Context-Parametric Inversion: Why Instruction Finetuning May Not Actually Improve Context Reliance

Sachin Goyal*    Christina Baek*    Zico Kolter    Aditi Raghunathan
*Equal Contribution   Carnegie Mellon University

TLDR

  1. LLM's are instruction finetuned to improve their ability to follow the user instruction and input context.
  2. However, state-of-the-art models still struggle to rely on the context, especially when it is not aligned with parametric knowledge. Why does this happen even after instruction finetuning?
  3. We observe an intriguing phenomenon: context reliance infact decreases with instruction finetuning, despite an initial expected increase. This decrease happens, while the performance on standard benchmarks keeps on increasing. Rather it starts quite early into the training.
  4. This is quite surprising as instruction finetuning is infact supposed to improve context reliance. We call this as context-parametric inversion.


Is there a Simple Explanation for this?

Negating some simple hypotheses

  1. Can this drop in context reliance with finetuning be attributed to memorization of facts? We observe that even when removing any overlap between finetuning and eval data, we observe a drop in context reliance.
  2. Model learns to rely on parametric knowledge broadly well outside the exact facts seen during finetuning.
  3. Another hypotheses could be lack of enough context based answering datapoints in instruction finetuning dataset.
  4. However, even when finetuning on a context-only subset of Alpaca (~30%), there is a drop in context reliance (red-curve).



A closer look at the Instruction Finetuning Datasets

  1. Context-Critical Datapoints: Context provides key information needed to answer the user query.
  2. Non-Context Critical Datapoints: Context overlaps with model's knowledge from pretraining.
  3. Parametric Datapoints: General fact recall datapoints.

What causes context-parametric inversion?

Both empirically and theoretically, we show that this drop in context reliance is due to the presence of non-context critical datapoints.
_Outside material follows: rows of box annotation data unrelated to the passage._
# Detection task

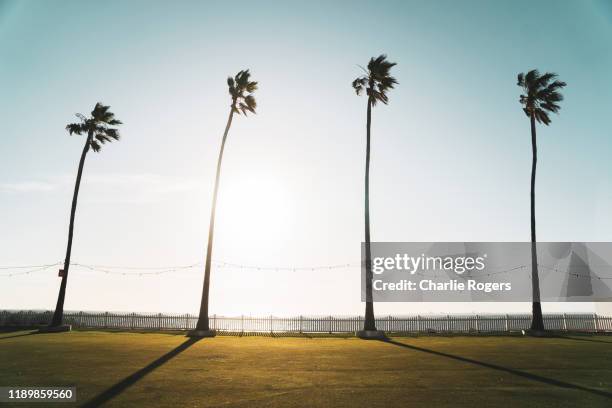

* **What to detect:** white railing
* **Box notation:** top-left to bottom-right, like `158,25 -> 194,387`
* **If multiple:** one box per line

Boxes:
0,310 -> 612,334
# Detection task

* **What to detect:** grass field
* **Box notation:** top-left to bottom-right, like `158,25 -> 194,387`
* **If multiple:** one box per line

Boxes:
0,331 -> 612,407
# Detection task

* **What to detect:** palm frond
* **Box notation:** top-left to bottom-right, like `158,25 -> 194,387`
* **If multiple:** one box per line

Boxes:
517,69 -> 566,125
66,102 -> 122,152
227,69 -> 258,116
352,54 -> 398,106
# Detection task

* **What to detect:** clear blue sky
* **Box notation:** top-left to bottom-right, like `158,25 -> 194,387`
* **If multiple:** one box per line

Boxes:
0,0 -> 612,314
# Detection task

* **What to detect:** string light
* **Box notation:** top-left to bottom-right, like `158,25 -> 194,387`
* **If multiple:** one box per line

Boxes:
0,261 -> 612,280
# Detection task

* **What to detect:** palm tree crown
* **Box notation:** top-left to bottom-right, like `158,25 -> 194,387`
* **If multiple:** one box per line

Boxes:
66,102 -> 121,152
227,69 -> 257,116
517,69 -> 566,125
353,54 -> 398,105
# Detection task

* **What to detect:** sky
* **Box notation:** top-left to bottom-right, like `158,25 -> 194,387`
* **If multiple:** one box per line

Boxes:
0,0 -> 612,315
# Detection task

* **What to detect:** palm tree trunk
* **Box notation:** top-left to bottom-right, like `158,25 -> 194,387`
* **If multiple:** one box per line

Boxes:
363,98 -> 376,330
196,106 -> 234,331
531,113 -> 544,331
49,132 -> 92,327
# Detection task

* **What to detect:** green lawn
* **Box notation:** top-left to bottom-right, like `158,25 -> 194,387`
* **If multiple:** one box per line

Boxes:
0,331 -> 612,408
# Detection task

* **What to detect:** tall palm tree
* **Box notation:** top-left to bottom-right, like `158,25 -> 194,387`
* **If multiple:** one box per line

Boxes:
517,69 -> 566,333
50,102 -> 121,327
353,55 -> 398,332
190,69 -> 257,336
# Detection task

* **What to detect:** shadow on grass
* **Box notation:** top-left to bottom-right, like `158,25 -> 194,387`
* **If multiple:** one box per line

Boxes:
0,330 -> 36,340
555,336 -> 612,344
381,339 -> 612,399
81,337 -> 200,408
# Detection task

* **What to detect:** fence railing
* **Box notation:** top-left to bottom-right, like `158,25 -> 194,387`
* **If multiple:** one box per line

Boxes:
0,310 -> 612,334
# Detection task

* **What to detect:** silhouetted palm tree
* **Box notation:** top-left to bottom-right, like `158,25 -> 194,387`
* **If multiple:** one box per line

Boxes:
353,55 -> 398,331
50,102 -> 121,327
517,69 -> 566,332
196,69 -> 257,331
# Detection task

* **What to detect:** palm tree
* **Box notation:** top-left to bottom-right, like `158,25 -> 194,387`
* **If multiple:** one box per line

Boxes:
353,55 -> 398,332
190,69 -> 257,337
517,69 -> 566,333
50,102 -> 121,327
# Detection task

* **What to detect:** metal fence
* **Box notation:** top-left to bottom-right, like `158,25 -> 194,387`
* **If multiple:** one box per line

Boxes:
0,310 -> 612,334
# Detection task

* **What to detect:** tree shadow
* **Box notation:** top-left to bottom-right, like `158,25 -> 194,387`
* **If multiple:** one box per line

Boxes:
555,336 -> 612,344
381,339 -> 612,399
0,330 -> 36,340
81,337 -> 201,408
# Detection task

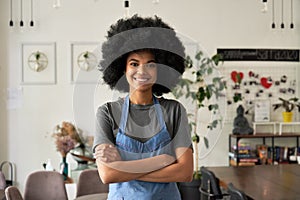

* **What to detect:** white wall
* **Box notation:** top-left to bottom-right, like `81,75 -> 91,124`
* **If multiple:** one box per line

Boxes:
0,0 -> 300,191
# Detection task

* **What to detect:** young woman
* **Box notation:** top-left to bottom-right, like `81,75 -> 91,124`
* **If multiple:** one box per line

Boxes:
94,15 -> 193,200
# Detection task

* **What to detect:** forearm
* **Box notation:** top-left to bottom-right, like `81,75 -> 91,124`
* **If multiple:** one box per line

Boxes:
97,155 -> 174,183
138,149 -> 193,182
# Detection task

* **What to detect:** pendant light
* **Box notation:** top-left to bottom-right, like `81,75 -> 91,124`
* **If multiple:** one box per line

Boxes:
272,0 -> 276,28
280,0 -> 284,29
290,0 -> 294,29
20,0 -> 24,27
29,0 -> 34,27
124,0 -> 129,17
9,0 -> 14,26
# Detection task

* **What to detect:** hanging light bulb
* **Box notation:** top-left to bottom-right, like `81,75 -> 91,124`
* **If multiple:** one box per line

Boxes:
53,0 -> 61,8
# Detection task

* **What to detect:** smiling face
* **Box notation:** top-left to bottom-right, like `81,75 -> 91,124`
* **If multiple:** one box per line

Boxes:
126,50 -> 157,93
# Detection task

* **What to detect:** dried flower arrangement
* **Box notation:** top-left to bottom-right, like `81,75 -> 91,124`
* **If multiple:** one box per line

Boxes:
52,122 -> 83,157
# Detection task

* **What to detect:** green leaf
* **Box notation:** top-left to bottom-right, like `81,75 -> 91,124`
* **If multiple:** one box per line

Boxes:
195,51 -> 203,60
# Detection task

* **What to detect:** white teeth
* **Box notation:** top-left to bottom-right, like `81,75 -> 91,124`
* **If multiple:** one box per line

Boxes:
135,78 -> 148,82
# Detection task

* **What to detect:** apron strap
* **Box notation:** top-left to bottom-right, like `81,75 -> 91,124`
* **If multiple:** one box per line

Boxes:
119,95 -> 165,133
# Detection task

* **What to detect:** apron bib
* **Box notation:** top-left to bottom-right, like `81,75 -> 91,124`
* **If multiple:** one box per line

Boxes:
108,96 -> 181,200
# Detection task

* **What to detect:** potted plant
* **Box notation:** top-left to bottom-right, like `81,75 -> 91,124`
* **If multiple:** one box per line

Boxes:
172,51 -> 225,199
273,97 -> 300,122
In the early stages of training, context-critical points have a high loss, and drive the attention towards the context. In the later stages, the model leverages its pretrained knowledge to further reduce the loss on the non-context-critical points, shifting the attention away from the context.



Does Counterfactual Data Augmentation Help?

Our theoretical analysis naturally leads us to some potential mitigation strategies beyond filtering non-context critical datapoints. These strategies give some limited but insightful results.

  1. Counterfactual data augmentation, a widely used approach, improves context reliance only on tasks similar in type to the augmented data.
  2. For example, adding entity substituted QA counterfactual data improves performance on QA tasks only and doesn't generalize to other kind of context-parametric conflicts.
  3. QK Finetuning: Regularizing by updating only the "Query" and "Key" matrices enhances context reliance on certain tasks but may hurt performance on standard benchmarks, as value matrices can learn additional facts during finetuning.